A comunicação da saída foi feita pelo próprio senador em sua rede social X. “Acabei de ter uma ótima reunião com o presidente Lula, uma conversa entre amigos, e decidimos, em comum acordo, que me afastarei da liderança do Governo no Senado Federal”, declarou Wagner, que é considerado um dos aliados mais próximos de Lula.
O senador petista justificou o afastamento afirmando que sua “prioridade absoluta” neste momento é “provar [sua] inocência”. Ele também manifestou o desejo de se dedicar à reeleição do presidente Lula e do governador Jerônimo Rodrigues (PT-BA), além de sua própria reeleição ao lado de Rui Costa (PT-BA) para o Senado Federal.
A saída de Jaques Wagner do cargo de líder é vista como um desfecho para uma situação que vinha causando constrangimento ao presidente Lula e à sua pré-campanha de reeleição.

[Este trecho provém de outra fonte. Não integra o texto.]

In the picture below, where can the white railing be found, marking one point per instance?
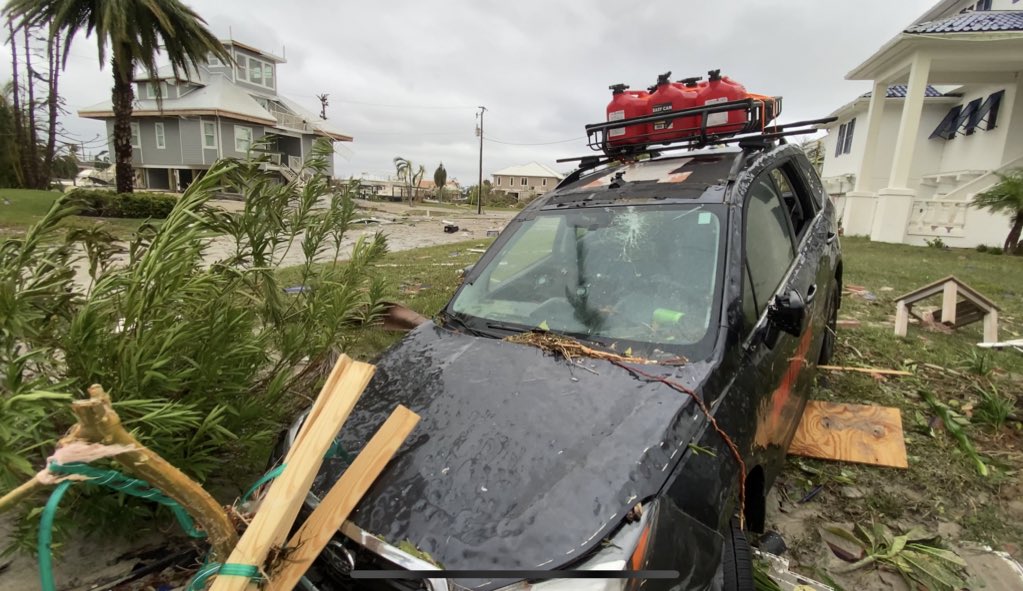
(291, 121)
(937, 218)
(966, 191)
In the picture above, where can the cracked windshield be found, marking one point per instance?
(636, 274)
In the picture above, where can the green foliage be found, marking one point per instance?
(1007, 197)
(409, 177)
(916, 555)
(994, 408)
(103, 203)
(205, 359)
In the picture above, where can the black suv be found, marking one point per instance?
(715, 274)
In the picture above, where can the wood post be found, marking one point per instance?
(901, 318)
(326, 518)
(949, 294)
(991, 326)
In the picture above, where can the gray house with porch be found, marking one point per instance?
(218, 110)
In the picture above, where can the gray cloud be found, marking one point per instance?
(404, 77)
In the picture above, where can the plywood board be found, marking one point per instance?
(851, 433)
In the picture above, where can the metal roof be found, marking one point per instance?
(530, 170)
(900, 90)
(976, 21)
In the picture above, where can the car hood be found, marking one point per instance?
(521, 460)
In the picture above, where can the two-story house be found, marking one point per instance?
(944, 118)
(526, 181)
(218, 110)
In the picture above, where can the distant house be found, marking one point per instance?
(944, 118)
(216, 111)
(526, 181)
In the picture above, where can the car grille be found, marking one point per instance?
(331, 571)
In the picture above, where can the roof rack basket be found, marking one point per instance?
(758, 110)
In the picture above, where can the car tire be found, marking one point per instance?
(831, 334)
(737, 561)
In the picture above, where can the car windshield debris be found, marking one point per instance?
(637, 274)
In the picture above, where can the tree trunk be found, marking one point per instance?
(32, 136)
(16, 98)
(53, 56)
(1013, 244)
(122, 96)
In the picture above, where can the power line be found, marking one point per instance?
(540, 143)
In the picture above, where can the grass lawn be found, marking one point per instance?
(19, 209)
(941, 490)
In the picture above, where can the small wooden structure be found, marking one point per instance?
(954, 312)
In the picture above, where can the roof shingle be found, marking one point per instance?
(976, 21)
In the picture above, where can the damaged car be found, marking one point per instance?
(612, 388)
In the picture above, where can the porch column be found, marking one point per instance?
(857, 217)
(895, 200)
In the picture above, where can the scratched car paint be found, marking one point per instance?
(525, 460)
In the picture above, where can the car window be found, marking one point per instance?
(529, 247)
(750, 311)
(641, 274)
(768, 239)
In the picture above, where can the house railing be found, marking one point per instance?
(291, 121)
(937, 218)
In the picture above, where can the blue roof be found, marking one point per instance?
(899, 91)
(976, 21)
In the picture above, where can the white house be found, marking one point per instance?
(526, 181)
(904, 161)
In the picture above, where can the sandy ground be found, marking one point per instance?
(403, 231)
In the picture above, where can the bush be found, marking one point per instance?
(206, 359)
(103, 203)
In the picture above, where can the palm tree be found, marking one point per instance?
(409, 175)
(1007, 197)
(440, 179)
(134, 32)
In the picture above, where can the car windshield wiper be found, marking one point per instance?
(497, 325)
(452, 321)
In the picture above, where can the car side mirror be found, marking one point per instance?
(787, 311)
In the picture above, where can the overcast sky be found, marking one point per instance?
(405, 77)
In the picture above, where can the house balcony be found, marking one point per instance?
(291, 121)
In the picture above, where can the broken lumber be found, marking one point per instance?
(280, 506)
(851, 433)
(328, 515)
(865, 370)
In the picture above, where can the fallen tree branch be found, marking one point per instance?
(97, 422)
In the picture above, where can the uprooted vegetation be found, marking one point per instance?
(207, 359)
(961, 411)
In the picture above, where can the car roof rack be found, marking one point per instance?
(755, 133)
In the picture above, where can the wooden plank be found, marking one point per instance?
(326, 518)
(851, 433)
(877, 370)
(273, 520)
(343, 363)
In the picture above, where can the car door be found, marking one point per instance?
(779, 264)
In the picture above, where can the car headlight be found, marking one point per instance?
(626, 551)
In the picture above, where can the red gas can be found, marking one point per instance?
(722, 89)
(668, 97)
(626, 104)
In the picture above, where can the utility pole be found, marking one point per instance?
(479, 187)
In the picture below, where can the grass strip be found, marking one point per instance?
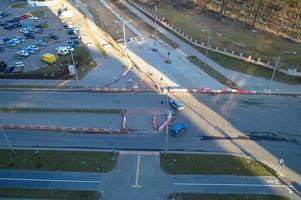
(32, 109)
(41, 86)
(199, 196)
(101, 49)
(251, 69)
(49, 194)
(77, 161)
(19, 5)
(212, 72)
(59, 70)
(44, 25)
(38, 13)
(212, 165)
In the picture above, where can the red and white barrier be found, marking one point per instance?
(211, 91)
(166, 123)
(124, 120)
(67, 129)
(154, 122)
(110, 90)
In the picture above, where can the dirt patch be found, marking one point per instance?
(106, 20)
(232, 35)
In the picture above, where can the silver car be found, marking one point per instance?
(176, 104)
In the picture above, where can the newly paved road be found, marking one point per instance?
(50, 180)
(265, 127)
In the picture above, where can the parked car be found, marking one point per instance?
(178, 129)
(25, 30)
(16, 25)
(72, 37)
(22, 17)
(3, 65)
(3, 24)
(5, 39)
(9, 69)
(33, 17)
(54, 37)
(176, 104)
(29, 35)
(19, 67)
(48, 58)
(20, 39)
(2, 14)
(62, 9)
(8, 27)
(66, 14)
(23, 53)
(39, 31)
(36, 48)
(11, 43)
(41, 42)
(62, 50)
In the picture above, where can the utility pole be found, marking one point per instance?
(276, 66)
(123, 30)
(76, 75)
(167, 125)
(7, 140)
(111, 141)
(208, 43)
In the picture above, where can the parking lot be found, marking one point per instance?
(28, 33)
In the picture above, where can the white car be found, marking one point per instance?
(36, 48)
(23, 53)
(62, 50)
(33, 17)
(19, 64)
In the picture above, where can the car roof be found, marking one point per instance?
(178, 127)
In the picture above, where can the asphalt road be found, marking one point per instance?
(53, 180)
(266, 127)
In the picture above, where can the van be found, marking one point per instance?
(62, 50)
(66, 14)
(48, 58)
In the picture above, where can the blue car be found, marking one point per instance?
(178, 129)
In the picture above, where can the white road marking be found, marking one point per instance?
(137, 173)
(182, 52)
(229, 184)
(154, 153)
(48, 180)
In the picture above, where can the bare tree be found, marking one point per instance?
(222, 9)
(258, 7)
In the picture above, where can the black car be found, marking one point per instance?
(3, 65)
(8, 27)
(39, 31)
(3, 24)
(29, 35)
(5, 39)
(54, 37)
(16, 25)
(9, 70)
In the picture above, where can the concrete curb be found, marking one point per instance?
(37, 109)
(65, 129)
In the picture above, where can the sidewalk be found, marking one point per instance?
(138, 176)
(243, 80)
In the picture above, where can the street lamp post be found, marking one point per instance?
(167, 125)
(7, 140)
(111, 141)
(208, 43)
(276, 66)
(123, 29)
(76, 75)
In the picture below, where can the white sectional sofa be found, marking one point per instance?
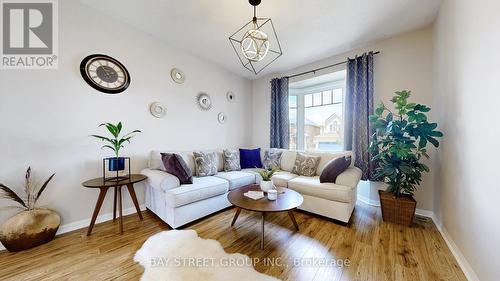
(178, 204)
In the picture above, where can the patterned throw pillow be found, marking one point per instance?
(272, 159)
(175, 165)
(306, 165)
(205, 163)
(231, 160)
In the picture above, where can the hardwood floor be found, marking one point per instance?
(375, 250)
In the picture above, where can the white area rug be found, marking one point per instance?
(177, 255)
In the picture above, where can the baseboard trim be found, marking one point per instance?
(469, 272)
(85, 223)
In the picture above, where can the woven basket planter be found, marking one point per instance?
(397, 210)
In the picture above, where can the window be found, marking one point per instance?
(292, 113)
(317, 113)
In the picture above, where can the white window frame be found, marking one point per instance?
(301, 93)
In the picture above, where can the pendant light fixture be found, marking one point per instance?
(256, 43)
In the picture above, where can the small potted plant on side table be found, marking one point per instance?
(117, 163)
(397, 145)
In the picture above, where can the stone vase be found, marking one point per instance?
(29, 229)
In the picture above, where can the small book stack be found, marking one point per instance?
(255, 195)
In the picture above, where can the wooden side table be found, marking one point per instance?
(117, 185)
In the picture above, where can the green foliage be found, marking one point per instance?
(267, 174)
(32, 192)
(399, 141)
(115, 142)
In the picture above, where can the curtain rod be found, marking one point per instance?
(321, 68)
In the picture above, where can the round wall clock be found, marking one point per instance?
(230, 96)
(221, 117)
(105, 74)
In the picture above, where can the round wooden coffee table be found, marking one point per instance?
(287, 201)
(117, 185)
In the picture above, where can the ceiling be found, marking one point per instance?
(308, 30)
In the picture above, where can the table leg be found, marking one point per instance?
(238, 210)
(120, 206)
(100, 199)
(262, 230)
(290, 213)
(131, 191)
(114, 204)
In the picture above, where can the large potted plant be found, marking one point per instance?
(398, 145)
(32, 226)
(115, 143)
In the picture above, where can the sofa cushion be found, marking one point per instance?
(161, 180)
(281, 178)
(272, 159)
(250, 158)
(306, 165)
(174, 164)
(334, 168)
(202, 188)
(206, 163)
(231, 160)
(155, 162)
(330, 191)
(237, 179)
(288, 160)
(350, 177)
(255, 172)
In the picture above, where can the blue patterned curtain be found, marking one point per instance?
(358, 107)
(280, 130)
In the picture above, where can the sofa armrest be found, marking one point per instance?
(350, 177)
(161, 180)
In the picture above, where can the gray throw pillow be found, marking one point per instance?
(231, 160)
(272, 159)
(205, 163)
(306, 165)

Por que a saída era esperada?
Na semana anterior, Wagner foi alvo de mandados de busca e apreensão em diversos endereços. A ação da Polícia Federal o apontou como suposto beneficiário de vantagens econômicas indevidas milionárias, em troca de atuação para favorecer os interesses do Banco Master.
A manutenção de Jaques Wagner na liderança governista vinha gerando apreensão tanto dentro do governo quanto na equipe de pré-campanha de Lula. Apesar das pressões, o senador resistia à saída, chegando a afirmar, no dia da operação, sua crença na permanência no cargo.
Quem são os possíveis sucessores?
Nos bastidores do Senado, duas fontes governistas apontam os senadores petistas Camilo Santana (PT-CE) e Teresa Leitão (PT-PE) como os principais nomes cotados para assumir a liderança. No entanto, a decisão final sobre o substituto ainda não foi anunciada pelo presidente Lula.
Jaques Wagner nega categoricamente quaisquer irregularidades em sua conduta. Sua defesa já recorreu ao Supremo Tribunal Federal (STF) com o objetivo de anular a operação policial deflagrada contra ele.